To the vast majority of us it was sonic heaven. I've lost count of the number of members who said "fantastic, best evening ever, I'm so glad I came, etc." It was, indeed, a truly memorable evening proving yet again that quality vinyl on a superb system outperforms all but the most obscenely priced digital systems.

Matt Jelicich

February 2010 Queen of the Opera

A full house signalled his was going to be a special night, and it was.

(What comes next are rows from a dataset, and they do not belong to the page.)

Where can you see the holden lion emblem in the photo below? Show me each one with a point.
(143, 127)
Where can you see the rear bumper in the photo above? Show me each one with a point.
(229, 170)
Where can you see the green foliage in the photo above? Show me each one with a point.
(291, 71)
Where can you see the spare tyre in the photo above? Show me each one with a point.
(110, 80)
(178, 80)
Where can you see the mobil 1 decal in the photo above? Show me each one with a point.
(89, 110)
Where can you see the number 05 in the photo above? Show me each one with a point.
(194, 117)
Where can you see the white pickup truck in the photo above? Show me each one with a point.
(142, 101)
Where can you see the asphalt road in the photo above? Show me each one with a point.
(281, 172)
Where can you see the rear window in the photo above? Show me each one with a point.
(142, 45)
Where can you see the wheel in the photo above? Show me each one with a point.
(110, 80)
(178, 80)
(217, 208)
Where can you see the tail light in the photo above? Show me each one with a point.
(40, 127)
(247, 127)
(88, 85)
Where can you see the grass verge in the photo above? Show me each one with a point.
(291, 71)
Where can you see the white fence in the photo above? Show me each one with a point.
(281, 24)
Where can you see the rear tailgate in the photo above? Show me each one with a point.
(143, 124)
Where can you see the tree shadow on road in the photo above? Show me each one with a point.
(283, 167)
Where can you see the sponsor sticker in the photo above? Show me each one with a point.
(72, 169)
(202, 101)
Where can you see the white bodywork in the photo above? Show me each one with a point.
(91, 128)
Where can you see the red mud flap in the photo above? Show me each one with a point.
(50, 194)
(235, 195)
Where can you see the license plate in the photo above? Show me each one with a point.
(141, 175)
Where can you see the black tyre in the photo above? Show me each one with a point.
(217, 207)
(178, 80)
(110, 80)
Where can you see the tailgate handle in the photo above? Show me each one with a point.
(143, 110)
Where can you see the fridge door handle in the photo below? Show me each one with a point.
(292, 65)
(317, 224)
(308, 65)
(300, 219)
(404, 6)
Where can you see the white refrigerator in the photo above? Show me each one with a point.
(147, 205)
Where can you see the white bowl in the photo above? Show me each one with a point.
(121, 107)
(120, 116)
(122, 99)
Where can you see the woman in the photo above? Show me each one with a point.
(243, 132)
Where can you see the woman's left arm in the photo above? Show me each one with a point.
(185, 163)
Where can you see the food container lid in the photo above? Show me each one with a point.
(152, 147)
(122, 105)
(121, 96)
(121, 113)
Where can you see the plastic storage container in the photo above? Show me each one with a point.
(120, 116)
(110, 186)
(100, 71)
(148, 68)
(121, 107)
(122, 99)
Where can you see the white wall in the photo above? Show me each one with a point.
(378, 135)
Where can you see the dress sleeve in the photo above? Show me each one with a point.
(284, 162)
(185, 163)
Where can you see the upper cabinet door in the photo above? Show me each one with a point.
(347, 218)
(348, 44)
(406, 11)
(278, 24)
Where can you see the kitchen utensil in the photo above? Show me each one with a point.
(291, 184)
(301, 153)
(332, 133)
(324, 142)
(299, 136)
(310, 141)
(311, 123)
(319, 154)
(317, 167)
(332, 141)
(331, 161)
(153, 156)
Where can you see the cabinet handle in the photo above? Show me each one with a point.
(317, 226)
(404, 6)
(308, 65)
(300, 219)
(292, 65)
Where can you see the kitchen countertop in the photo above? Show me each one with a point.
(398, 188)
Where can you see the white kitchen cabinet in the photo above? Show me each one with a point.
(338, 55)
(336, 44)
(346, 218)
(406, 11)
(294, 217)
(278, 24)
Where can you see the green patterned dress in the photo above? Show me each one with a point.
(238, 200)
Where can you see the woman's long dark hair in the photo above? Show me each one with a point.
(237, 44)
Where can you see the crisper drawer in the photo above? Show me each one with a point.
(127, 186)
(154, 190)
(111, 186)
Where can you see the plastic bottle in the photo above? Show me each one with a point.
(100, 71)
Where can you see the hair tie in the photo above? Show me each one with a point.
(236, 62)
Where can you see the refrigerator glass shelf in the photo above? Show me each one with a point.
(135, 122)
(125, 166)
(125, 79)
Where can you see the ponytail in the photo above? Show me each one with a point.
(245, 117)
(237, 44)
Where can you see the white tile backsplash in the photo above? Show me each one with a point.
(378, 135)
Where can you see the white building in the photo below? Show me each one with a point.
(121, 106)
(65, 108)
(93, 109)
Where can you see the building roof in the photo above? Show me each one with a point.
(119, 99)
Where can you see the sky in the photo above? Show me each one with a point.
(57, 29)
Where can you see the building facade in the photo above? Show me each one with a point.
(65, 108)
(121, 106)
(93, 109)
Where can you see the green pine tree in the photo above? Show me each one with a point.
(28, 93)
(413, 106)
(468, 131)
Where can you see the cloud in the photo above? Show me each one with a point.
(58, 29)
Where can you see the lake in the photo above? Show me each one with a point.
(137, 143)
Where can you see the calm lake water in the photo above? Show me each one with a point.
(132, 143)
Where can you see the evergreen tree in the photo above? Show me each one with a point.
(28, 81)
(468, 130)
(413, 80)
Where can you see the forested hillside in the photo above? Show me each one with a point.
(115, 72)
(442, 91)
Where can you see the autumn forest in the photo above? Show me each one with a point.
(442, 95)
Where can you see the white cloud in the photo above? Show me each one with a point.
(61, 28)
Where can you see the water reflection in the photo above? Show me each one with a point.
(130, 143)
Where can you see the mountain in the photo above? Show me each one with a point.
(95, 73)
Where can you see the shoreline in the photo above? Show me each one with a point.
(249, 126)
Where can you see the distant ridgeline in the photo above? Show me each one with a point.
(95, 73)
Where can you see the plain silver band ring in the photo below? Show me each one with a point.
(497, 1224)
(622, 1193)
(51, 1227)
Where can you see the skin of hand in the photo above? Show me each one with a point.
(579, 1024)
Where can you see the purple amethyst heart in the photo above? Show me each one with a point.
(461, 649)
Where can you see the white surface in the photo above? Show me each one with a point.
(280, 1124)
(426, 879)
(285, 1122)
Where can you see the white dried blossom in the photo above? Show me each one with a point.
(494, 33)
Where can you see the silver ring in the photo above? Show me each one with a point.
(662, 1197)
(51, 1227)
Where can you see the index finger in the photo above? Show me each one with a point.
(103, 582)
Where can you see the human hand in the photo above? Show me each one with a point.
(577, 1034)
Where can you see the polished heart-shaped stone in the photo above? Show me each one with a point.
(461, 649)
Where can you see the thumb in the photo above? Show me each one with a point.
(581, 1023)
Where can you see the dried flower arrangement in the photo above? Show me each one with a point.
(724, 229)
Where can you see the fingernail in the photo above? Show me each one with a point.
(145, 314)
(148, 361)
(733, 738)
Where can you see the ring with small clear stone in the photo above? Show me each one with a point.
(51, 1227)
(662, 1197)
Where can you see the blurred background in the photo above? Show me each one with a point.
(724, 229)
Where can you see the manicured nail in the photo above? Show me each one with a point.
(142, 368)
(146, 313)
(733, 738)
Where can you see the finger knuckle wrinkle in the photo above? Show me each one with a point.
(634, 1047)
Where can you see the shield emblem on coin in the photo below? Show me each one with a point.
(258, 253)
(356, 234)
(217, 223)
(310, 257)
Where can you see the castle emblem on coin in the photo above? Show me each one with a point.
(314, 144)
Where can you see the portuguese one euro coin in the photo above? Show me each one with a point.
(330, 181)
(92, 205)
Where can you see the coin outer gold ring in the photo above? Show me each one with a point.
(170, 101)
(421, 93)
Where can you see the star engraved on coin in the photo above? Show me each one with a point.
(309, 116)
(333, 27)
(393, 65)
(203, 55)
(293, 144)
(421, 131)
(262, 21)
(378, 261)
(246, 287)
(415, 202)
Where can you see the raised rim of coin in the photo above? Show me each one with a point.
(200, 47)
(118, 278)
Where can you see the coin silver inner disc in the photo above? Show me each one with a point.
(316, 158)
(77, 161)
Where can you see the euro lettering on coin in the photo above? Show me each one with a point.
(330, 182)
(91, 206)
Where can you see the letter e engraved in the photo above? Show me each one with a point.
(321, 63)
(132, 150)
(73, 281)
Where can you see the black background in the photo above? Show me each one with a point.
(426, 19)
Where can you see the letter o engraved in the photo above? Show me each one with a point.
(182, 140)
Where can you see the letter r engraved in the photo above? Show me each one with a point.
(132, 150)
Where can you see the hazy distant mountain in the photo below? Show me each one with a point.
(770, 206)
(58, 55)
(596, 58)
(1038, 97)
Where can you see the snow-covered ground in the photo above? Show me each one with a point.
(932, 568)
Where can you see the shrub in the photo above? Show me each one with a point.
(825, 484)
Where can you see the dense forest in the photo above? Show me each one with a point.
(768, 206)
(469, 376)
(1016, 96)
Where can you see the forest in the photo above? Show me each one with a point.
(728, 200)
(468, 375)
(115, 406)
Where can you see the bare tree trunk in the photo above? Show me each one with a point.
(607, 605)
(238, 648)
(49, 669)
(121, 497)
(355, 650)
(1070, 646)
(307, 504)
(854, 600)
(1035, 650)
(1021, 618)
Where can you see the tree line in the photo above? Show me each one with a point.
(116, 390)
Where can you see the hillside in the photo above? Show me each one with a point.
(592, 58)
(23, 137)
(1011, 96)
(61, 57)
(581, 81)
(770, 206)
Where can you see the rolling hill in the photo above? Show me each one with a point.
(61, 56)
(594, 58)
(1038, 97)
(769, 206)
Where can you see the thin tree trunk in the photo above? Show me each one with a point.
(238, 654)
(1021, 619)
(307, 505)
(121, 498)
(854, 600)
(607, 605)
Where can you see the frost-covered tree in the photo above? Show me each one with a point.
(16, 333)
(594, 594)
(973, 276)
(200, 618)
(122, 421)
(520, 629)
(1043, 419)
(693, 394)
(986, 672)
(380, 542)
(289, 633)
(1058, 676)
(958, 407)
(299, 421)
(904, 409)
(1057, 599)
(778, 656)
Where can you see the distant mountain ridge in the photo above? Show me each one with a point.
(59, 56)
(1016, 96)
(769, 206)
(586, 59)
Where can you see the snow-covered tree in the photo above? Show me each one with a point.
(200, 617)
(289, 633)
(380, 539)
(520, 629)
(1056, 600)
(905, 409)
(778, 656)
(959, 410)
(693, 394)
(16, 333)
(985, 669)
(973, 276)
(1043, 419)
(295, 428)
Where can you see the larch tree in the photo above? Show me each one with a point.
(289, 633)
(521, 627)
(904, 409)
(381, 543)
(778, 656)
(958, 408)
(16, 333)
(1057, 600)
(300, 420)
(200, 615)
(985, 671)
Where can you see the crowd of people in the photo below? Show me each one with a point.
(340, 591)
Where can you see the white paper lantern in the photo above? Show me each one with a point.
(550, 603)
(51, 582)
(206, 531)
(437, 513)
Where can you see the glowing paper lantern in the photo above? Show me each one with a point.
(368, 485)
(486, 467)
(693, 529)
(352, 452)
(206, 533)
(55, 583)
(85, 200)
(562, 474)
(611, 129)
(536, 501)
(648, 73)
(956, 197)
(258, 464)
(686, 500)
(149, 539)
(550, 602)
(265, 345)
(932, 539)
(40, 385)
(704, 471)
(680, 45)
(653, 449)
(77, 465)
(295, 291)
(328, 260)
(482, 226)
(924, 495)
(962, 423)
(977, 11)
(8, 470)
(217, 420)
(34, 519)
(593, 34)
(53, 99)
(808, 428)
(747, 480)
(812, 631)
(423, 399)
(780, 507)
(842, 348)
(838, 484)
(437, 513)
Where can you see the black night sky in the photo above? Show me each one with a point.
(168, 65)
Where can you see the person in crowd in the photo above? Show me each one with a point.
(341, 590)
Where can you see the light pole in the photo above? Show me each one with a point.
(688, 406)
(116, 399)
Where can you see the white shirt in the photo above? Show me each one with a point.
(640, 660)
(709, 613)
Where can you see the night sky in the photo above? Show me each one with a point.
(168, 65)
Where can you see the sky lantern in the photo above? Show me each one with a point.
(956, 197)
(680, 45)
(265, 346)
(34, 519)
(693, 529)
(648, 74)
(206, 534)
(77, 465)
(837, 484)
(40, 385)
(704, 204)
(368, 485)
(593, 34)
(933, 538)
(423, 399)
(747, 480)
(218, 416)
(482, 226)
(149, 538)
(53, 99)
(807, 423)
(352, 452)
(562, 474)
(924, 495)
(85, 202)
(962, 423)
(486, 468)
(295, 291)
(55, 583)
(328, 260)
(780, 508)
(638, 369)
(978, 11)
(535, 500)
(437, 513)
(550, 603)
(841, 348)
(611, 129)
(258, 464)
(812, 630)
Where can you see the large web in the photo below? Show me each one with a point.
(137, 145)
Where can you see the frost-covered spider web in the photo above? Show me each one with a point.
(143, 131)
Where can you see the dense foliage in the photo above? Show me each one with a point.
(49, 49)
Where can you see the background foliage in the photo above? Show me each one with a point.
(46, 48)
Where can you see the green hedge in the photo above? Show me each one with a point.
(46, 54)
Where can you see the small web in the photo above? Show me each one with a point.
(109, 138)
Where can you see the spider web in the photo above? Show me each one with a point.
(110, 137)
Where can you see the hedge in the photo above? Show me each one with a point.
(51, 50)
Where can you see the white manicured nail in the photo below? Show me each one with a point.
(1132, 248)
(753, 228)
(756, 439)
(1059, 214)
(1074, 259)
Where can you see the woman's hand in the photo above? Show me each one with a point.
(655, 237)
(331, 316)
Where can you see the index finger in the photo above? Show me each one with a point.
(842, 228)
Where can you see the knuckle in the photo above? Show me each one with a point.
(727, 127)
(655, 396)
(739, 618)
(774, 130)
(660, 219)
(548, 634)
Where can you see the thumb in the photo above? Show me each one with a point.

As always, the Redgum sound system, ably managed by Ian Robinson, delivered the sonic goods while the almost incomparably lovely Lindy Gerber took us on a fascinating journey through her world of Opera.

Her nine years spent in Vienna, the home of all things opera in Austria, formed the basis of a superb presentation covering everything from how seats are obtained and where the various levels of enthusiast reside in the theatre to how opera is taught, staged, performed and savoured.

From the ancient cobblestones outside the theatres and what happens on the winding staircases inside to what a teacher needs to know in order to train the best singers, how the chorus is chosen and the seriousness professionalism of the positions, to examples of both bad and brilliant opera performances; we were given it all. Her passion is such that while residing in Vienna she taught herself German so she could immerse herself completely in that operatic world.

A nice touch on the evening was the series of coloured photos and magazine clippings culled from Lindy's extensive collection she had set out on the walls of the Willis Room. During the long break members could see the elaborate staging of some of the major works and read about significant triumphs by major performers.

It was a great evening. Non opera fans had their eyes and ears opened in the most stimulating way and for opera buffs it was pure heaven. Thank you once again, Lindy and Ian.

James Hill

January 2010 Buy, Swap and Sell

One thing that's never in short supply at all the GMs is conversation, so there was no music after the "official business", just talking! All the tables around the room were full of gear on offer, or just to see, including Mick's bags of "lead pellets" - the room was soon "abuzz".

This is a really good opportunity to just talk about equipment, future projects, music, etc without running out of time and also for our newer members to find others with similar interests and also for our regular folks just to catch up on things - it's an invaluable night on the calender.

The supper of pizza, wine, beer and soft drink went down quite well and just enough to go around. Thank you everyone for cleaning up - so many made it very easy, plus the finishing touch with the vac!